After a moment, I peeked out again and found that Terayama-san was standing close to me now, at the opposite end of the path from the targets. I forced myself to examine him with some semblance of calm and noticed that he wore the traditional ky-ujutsu costume: a gray keiko-gi top with short sleeves that would not impede shooting and the hakama, loose trousers. I had never seen him wear anything so plain. It suited him. He looked strong, honest, and capable.
This was the Terayama-san that my mother loved.
More people began streaming through the door onto the veranda. High-ranking men dressed in the sort of rich clothes that Terayama-san normally wore. After them came the foreigners.
It was the men from the ship. Their behavior was so different from those around them that everyone was staring. They swung their arms as they walked, shrugged their shoulders, waggled their eyebrows when they talked. Smiles flashed across their faces like the moon striking through ragged clouds on a windy night. They seemed like giants, standing there next to Terayama-san’s friends and servants. The shortest of them was actually no taller than Terayama-san himself, but their broad shoulders and powerfully muscled limbs, accentuated by their simple attire, made them look twice as big.

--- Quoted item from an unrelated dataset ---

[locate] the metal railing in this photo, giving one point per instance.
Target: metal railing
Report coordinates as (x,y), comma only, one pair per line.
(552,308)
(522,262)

The foreigners wore leather breeches and loose tunics that were bound at the waist with lengths of embroidered cloth. They also sported an astonishing amount of gold. Rings, bracelets, nose and ear piercings. Closer to them now than I had been on the ship, I was able to count eight earrings marching up the curve of one man’s ear. The bottom one was a dangling pear shape made of amber. Most had thin gold collars at their necks, the metal formed into fine strands and braided.